As he leaves office, Reg Weaver says he hopes his legacy will be one of bringing the union together as a team.
Weaver, who uses the word “union” much more easily than most leaders of the teachers’ organizations who prefer terms like “professional association,” said in an interview before the beginning of the Representative Assembly, that before he took over as president, “it seemed we were disjointed. ... It felt at times like we were working at cross-purposes.”
The locals, he said, would do something, and the national would do something else.
Weaver, who unrolled an initiative yesterday for improving the No Child Left Behind Act, responded to criticism that the NEA had not been as proactive as it could have been when the law first passed, saying that “we cannot go back, we can only go forward.” At the time, he said, the 3.2 million-member union was “up against the president of the United States” and had little to no support from other educational organizations on provisions in the NCLB that NEA members saw as harmful.

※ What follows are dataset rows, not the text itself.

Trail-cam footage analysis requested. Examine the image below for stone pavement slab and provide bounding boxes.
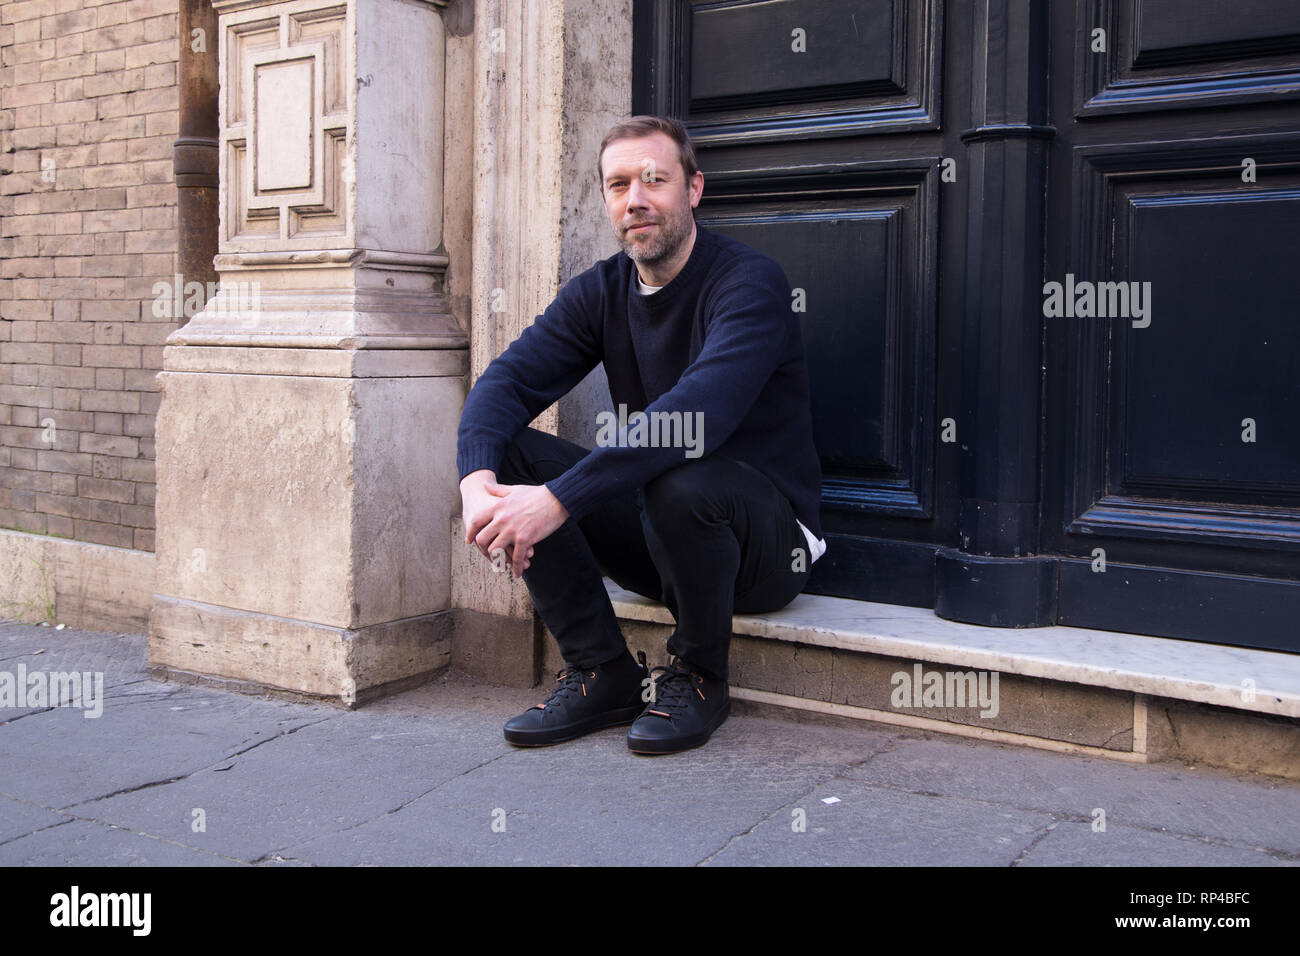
[0,819,240,866]
[281,711,896,866]
[0,683,325,810]
[704,779,1055,866]
[75,703,518,863]
[841,736,1300,854]
[0,795,67,845]
[1015,821,1288,867]
[1,620,1297,867]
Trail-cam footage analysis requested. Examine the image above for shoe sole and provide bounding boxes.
[503,703,645,747]
[627,700,731,755]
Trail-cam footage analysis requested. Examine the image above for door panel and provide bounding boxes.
[647,0,943,142]
[696,167,938,518]
[1076,0,1300,114]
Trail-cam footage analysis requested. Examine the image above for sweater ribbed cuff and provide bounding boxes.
[543,461,602,523]
[457,441,505,483]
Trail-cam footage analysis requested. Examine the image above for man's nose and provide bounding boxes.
[625,177,650,209]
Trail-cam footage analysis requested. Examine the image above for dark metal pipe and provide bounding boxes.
[174,0,219,292]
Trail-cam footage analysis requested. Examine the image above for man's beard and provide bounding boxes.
[617,203,694,265]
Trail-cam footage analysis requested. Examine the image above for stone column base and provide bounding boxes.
[151,345,465,706]
[150,596,452,706]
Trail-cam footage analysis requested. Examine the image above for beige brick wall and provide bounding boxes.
[0,0,178,552]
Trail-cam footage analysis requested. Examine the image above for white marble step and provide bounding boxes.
[605,581,1300,720]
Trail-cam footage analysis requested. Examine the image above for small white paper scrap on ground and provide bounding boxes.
[821,796,841,805]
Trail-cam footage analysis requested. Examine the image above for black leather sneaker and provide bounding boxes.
[626,657,730,755]
[503,650,649,747]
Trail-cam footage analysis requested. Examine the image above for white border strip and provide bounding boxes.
[732,686,1149,763]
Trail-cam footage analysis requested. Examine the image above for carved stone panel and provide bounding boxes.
[219,2,351,250]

Going on, he said, he would like to see the organization “function as a well-oiled machine,” and that “our mission and core values are achieved.” He would not, however, say which direction he hoped his successor, Dennis Van Roekel, would take the union in.

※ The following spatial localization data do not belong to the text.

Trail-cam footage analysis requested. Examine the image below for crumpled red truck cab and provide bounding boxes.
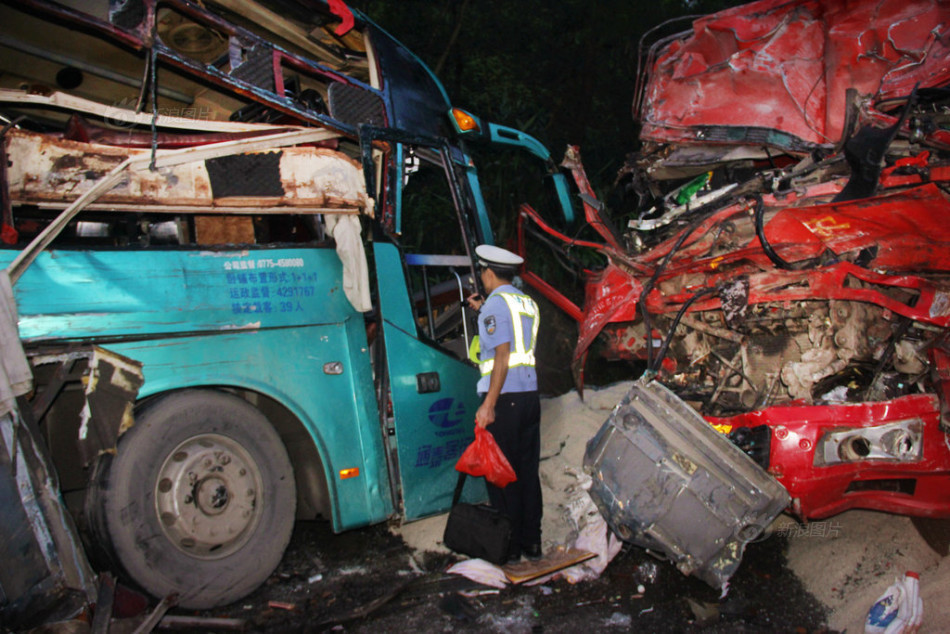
[516,0,950,523]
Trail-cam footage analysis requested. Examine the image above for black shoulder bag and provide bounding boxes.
[442,472,512,565]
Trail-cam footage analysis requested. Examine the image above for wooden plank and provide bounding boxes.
[502,548,597,585]
[194,216,255,245]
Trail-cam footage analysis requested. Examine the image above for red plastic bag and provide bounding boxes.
[455,426,517,488]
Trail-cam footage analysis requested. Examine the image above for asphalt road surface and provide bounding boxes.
[155,519,829,633]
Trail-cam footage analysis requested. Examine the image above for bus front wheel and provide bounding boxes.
[87,389,296,609]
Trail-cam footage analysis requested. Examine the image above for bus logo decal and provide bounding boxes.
[427,398,465,429]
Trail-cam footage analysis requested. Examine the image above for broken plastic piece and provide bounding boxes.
[865,571,923,634]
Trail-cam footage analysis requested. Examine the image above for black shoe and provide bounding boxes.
[523,543,542,561]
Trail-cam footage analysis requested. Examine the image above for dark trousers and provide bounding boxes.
[485,391,542,554]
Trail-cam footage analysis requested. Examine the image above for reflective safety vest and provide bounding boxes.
[473,291,539,377]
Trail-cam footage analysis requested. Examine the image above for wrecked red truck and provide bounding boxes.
[515,0,950,587]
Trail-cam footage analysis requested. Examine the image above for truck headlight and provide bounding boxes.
[815,418,923,465]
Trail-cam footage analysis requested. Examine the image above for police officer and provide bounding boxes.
[467,244,542,563]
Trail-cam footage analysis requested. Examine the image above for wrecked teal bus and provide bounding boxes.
[0,0,572,608]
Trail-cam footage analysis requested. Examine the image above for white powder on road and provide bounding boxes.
[393,382,632,554]
[394,381,950,632]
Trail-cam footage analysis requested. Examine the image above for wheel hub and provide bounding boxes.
[195,477,230,515]
[155,433,264,559]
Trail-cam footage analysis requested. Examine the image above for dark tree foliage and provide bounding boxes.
[349,0,747,205]
[346,0,749,391]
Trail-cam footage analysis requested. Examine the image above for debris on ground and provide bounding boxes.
[865,571,923,634]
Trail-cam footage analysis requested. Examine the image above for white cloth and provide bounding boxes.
[0,270,32,417]
[446,558,509,589]
[325,214,372,313]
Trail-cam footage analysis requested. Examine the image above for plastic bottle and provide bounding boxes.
[865,571,923,634]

Weaver, who has in recent days been heard talking in support of “enhanced pay” for teachers in hard-to-staff schools and those who are nationally certified, reiterated his continuing opposition to performance pay—something that Sen. Barack Obama, who the NEA is supporting, caused quite a stir by mentioning at last year’s Representative Assembly.
As for what he plans to do once he leaves office ... Weaver is not yet talking about that.